Kimberley Foster is an artist and academic whose practice research explores embodied approaches to learning and interpretation in the art museum.  She questions how a different material approach tethered to specifically tuned pedagogical art objects can engage previously unheard voices and extend the museum materialised experience. These objects are made to be physically encountered, acting as conduits between exhibit and audience, material provocations that push the museum visitor to find new material points of entry and a space for the subjective and autobiographical.

Kimberley’s doctoral practice research questions how these material acts of thinking and learning focus on the development and enactment of tangible and intangible touch. She explores the potential of a prosthetic art pedagogy that drives the learner beyond the conventions of dialectic thinking towards a disequilibrium. An approach where messy entanglements with materiality create an extension to the habitual ways of knowing or encountering learning. The relational encounters of Kimberley’s PhD research took place at Tate Modern, and at the Sainsbury Centre for Visual Arts, University of East Anglia. 

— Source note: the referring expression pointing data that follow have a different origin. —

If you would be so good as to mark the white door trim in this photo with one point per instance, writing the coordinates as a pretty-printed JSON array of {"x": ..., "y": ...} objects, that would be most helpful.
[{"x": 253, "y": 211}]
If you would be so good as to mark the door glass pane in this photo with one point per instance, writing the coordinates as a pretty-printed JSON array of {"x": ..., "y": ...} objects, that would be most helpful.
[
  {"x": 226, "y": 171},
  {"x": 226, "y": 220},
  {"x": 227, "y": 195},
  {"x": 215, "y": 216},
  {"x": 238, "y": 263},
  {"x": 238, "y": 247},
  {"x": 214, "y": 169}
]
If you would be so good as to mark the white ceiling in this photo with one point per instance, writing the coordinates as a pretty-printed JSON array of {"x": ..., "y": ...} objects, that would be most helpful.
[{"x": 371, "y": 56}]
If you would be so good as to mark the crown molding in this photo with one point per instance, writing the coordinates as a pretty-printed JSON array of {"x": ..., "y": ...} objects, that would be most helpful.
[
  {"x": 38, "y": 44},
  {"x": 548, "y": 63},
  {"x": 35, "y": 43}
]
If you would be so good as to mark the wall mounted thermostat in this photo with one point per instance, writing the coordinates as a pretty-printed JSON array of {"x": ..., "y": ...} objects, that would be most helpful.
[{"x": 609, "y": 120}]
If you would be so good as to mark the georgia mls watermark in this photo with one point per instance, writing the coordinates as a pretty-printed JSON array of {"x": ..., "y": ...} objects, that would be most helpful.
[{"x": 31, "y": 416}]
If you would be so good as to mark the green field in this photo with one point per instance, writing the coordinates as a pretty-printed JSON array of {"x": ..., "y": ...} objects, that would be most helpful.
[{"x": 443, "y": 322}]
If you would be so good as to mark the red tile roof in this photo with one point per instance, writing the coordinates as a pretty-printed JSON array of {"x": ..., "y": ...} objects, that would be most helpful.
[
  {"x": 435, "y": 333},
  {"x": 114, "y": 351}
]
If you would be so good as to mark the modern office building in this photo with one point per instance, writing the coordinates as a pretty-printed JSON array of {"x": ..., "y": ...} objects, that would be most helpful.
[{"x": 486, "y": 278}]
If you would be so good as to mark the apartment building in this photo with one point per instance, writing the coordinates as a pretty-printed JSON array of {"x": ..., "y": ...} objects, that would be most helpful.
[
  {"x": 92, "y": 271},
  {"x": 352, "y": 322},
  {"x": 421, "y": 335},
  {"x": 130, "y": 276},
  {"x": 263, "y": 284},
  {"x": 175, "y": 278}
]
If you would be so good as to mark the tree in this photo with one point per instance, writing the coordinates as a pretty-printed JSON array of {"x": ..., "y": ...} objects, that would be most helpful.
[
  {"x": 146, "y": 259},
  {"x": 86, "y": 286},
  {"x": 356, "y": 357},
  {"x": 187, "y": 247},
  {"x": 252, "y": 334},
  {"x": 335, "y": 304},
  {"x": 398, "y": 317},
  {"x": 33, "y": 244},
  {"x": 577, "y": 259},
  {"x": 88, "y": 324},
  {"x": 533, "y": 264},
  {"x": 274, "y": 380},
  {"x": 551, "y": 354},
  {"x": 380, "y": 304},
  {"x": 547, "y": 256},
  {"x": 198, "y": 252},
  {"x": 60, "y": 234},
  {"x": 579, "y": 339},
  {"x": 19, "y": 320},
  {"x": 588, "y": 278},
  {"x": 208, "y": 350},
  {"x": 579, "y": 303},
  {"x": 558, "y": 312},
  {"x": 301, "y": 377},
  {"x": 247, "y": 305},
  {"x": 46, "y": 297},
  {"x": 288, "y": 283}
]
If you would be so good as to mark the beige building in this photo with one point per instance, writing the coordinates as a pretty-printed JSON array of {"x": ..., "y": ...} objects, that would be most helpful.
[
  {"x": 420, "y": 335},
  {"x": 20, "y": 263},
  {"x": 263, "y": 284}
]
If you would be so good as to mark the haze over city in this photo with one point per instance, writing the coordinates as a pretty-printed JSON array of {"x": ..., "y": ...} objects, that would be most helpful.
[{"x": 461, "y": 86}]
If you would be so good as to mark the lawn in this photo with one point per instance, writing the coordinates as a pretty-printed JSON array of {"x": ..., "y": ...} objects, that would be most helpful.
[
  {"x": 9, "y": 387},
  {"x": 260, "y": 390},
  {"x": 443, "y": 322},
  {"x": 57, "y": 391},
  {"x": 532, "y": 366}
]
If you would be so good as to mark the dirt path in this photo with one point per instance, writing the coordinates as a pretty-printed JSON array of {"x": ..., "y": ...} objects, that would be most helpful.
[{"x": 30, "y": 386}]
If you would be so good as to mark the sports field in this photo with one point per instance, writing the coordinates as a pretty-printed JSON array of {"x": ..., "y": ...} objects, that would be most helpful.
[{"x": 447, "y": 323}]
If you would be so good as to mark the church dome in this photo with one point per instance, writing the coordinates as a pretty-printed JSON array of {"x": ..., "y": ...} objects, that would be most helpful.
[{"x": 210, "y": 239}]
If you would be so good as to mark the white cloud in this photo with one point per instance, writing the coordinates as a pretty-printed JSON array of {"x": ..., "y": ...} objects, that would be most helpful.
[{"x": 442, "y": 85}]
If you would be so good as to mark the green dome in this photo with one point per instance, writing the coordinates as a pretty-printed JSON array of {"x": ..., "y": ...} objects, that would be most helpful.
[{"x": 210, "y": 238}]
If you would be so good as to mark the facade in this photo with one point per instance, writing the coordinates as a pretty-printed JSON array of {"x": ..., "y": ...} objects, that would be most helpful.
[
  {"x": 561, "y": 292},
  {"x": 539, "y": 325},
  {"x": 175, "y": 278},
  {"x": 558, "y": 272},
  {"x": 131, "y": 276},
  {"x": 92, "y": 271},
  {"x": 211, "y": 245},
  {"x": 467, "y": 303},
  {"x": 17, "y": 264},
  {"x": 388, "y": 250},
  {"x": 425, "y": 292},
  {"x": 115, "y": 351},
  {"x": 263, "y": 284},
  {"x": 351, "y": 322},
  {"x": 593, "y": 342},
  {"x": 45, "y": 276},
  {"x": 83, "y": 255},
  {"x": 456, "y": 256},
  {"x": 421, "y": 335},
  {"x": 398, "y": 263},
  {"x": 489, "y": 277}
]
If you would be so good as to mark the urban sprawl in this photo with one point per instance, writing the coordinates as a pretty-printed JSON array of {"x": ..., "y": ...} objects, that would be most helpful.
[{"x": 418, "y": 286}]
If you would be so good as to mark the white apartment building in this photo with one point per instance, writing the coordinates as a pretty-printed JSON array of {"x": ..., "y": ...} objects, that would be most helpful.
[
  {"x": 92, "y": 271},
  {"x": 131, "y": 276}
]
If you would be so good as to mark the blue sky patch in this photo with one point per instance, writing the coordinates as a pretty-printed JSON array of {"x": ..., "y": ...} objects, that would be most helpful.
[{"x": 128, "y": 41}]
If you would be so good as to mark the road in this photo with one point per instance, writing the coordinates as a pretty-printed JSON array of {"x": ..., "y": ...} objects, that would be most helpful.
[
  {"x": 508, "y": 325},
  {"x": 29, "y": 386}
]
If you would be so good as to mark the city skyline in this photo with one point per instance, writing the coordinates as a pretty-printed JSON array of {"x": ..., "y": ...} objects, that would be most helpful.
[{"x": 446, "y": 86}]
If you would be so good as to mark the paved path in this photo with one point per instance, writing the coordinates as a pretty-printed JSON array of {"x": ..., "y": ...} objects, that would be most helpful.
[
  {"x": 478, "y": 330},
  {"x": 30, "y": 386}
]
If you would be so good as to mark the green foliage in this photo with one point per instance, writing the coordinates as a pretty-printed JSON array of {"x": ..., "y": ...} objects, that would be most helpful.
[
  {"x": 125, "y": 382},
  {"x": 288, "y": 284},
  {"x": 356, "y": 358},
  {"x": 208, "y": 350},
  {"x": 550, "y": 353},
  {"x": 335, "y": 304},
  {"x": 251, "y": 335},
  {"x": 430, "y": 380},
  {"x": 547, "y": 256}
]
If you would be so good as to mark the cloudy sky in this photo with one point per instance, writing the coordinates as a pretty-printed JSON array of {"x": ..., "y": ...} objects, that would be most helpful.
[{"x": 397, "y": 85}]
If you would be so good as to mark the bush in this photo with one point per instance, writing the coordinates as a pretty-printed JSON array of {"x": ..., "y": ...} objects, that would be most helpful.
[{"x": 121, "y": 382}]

This practice research has developed from her established collaborative sculptural practice sorhed, and the development of ‘Object Dialogue Boxes’ which were widely commissioned by creative institutions, including Manchester art Gallery, Turner Contemporary, Museum of London, Museums Sheffield, Imperial War Museum, Rochester Cathedral, and the British Library. 

Kimberley lectures at both undergraduate and postgraduate level and sees her teaching as an integral part of her practice, embedded in her making, collaborations, and research. She has extensive teaching experience within Visual Studies, Fine Art, and Art Pedagogy in differing UK institutions and is currently a lecturer in the Department of Educational Studies at Goldsmiths, University of London. From September 2023, Kimberley will be the head of the MA Arts and Learning programme at Goldsmiths.